Artists from the P.O. Box Collective and Cheap Art for Freedom created the installation last Fourth of July.

Regan has used public databases to compile the names.

“We've been going backwards in time and we are now back to 2014,” said Regan. "So, what you see is six years, seven years of loss.”

Many of the names are familiar -- Tamir Rice, Breonna Taylor, Laquan McDonald, Sandra Bland and George Floyd to name a few. Others are not.

“There's probably over 2,000 names here now,” said Regan.

“The more time you spend here and the more names you read, the more that it sinks in,” said Canade.

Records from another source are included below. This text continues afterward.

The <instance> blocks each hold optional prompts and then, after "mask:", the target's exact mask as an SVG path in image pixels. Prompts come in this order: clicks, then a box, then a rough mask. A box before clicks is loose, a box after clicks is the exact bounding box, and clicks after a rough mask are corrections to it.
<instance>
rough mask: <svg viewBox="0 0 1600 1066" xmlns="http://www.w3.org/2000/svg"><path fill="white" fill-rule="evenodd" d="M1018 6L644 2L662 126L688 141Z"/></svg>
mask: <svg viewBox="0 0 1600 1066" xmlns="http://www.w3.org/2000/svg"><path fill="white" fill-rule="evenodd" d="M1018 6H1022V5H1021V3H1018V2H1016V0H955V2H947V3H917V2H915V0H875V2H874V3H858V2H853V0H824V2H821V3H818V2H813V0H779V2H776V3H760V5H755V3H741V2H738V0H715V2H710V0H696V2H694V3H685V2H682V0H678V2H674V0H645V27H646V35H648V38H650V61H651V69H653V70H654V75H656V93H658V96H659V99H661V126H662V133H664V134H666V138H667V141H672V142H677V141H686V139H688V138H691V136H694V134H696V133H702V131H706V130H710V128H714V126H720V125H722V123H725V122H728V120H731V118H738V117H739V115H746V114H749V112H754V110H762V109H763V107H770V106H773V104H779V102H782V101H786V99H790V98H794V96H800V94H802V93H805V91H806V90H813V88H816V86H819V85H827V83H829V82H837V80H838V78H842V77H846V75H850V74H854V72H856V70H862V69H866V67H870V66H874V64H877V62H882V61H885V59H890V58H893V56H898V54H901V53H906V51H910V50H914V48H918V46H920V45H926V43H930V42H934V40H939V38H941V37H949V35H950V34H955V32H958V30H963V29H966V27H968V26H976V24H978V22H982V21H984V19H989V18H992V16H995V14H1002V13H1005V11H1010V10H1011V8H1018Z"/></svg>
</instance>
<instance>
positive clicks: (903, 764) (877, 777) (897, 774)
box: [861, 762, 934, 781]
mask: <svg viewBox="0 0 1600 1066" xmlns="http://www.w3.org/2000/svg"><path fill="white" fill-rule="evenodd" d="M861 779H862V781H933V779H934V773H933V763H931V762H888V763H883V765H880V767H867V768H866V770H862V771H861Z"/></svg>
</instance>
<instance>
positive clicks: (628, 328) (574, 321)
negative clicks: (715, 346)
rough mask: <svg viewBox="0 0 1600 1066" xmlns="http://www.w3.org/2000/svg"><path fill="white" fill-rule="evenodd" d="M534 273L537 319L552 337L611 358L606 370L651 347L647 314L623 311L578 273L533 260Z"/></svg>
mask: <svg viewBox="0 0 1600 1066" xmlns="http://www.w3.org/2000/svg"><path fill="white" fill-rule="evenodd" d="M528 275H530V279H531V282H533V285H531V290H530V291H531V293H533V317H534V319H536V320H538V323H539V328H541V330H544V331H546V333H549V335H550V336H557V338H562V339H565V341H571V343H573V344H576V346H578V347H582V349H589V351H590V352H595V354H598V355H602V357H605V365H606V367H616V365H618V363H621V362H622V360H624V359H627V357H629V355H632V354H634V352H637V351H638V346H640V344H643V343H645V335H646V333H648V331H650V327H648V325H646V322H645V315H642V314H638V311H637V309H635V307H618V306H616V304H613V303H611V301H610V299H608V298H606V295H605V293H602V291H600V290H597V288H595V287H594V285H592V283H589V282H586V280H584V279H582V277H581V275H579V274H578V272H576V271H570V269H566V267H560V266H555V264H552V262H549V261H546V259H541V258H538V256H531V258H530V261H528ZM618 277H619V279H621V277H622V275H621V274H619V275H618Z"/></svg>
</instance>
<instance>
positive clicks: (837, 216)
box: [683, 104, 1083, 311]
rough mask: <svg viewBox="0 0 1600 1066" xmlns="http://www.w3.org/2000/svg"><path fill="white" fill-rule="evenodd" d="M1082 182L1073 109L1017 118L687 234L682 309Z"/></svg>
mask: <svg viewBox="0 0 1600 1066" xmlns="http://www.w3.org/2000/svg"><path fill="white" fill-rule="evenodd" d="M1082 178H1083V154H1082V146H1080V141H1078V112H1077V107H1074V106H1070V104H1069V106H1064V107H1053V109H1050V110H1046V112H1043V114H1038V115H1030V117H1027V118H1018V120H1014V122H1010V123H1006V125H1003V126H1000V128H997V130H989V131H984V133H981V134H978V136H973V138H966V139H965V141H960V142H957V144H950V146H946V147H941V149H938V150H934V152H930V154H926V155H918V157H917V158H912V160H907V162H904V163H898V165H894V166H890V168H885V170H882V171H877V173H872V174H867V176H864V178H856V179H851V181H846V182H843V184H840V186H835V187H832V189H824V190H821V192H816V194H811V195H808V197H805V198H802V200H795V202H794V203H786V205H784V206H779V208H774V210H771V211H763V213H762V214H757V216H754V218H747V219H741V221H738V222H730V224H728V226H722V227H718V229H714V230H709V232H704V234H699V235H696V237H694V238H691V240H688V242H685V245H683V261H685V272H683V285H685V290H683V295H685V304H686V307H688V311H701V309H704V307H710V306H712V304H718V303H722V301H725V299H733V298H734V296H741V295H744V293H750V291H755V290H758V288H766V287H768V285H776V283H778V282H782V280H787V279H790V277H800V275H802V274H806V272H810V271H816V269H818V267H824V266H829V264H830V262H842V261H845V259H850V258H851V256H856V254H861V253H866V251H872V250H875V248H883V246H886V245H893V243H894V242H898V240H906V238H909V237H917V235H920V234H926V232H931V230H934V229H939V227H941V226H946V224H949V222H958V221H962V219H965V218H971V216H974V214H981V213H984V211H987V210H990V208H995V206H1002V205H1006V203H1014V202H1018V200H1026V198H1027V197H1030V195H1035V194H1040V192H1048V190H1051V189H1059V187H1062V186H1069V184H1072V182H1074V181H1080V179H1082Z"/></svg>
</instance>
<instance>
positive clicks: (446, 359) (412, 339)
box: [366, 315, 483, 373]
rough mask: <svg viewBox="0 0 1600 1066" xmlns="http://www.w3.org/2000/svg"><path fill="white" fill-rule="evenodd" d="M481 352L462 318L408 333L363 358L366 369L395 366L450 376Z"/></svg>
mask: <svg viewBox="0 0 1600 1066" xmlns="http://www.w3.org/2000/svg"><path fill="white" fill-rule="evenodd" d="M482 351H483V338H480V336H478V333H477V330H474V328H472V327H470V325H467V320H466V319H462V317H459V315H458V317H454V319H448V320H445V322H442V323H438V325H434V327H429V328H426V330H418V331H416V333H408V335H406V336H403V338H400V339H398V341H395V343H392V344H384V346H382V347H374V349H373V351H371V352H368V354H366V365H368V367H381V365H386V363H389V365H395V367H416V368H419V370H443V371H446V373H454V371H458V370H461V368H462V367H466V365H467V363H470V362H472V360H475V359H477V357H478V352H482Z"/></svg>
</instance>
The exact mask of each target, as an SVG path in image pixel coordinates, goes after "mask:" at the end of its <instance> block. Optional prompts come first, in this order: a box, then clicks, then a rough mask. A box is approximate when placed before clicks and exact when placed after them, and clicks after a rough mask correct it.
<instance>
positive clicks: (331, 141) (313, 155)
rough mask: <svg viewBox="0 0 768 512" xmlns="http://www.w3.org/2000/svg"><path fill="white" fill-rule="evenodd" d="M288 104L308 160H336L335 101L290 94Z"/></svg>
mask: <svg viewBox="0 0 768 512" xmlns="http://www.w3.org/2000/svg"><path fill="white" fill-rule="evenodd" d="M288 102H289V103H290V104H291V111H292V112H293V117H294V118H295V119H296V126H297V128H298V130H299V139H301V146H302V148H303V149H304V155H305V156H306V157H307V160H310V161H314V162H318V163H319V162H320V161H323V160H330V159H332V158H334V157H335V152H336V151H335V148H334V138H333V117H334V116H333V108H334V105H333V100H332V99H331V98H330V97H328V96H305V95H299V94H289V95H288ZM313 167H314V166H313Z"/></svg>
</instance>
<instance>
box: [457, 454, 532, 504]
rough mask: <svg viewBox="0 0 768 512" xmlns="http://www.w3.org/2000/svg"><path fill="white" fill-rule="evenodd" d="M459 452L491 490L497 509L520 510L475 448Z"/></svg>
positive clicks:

Each Sunday, activists, volunteers and residents preserve the memorial and altar.

“There's actually a guy that comes when I'm here on Sundays. He drives by and parks and just looks,” said volunteer Mara Lynne. “I went up to him one day and was like you know, ‘would you like a poster?’ Like thinking it was his first time. He said, ‘No honey, I come all the time and I just I just look, and I take a few minutes.’”

She’s talking about Norris Bowers Sr. He stops at the memorial every day to take pause, reflect and pray.

“I pray because there are some hurting people,” he said. “Those people came through some people. Those people were caring for some people, some people were caring for those people. People are hurting because of that.”

From Florida and California, to Oregon and Washington state, there have been temporary memorials paying homage to victims of police violence. But even this installation is restricted by the city from being permanent.

“So, we're using wheat paste,” said Canade. “And so, the elements are breaking it down. We have to come back. We have to come back.”

They say however long it lasts, it will be a testament to the Black lives lost.

“Every day I pass here, this reminds me of something,” said Bowers. “It reminds me that people are important. These people are not dead. They just transition. You cannot kill a human being because we are spirits.”

Spirits, he says, who should never be forgotten.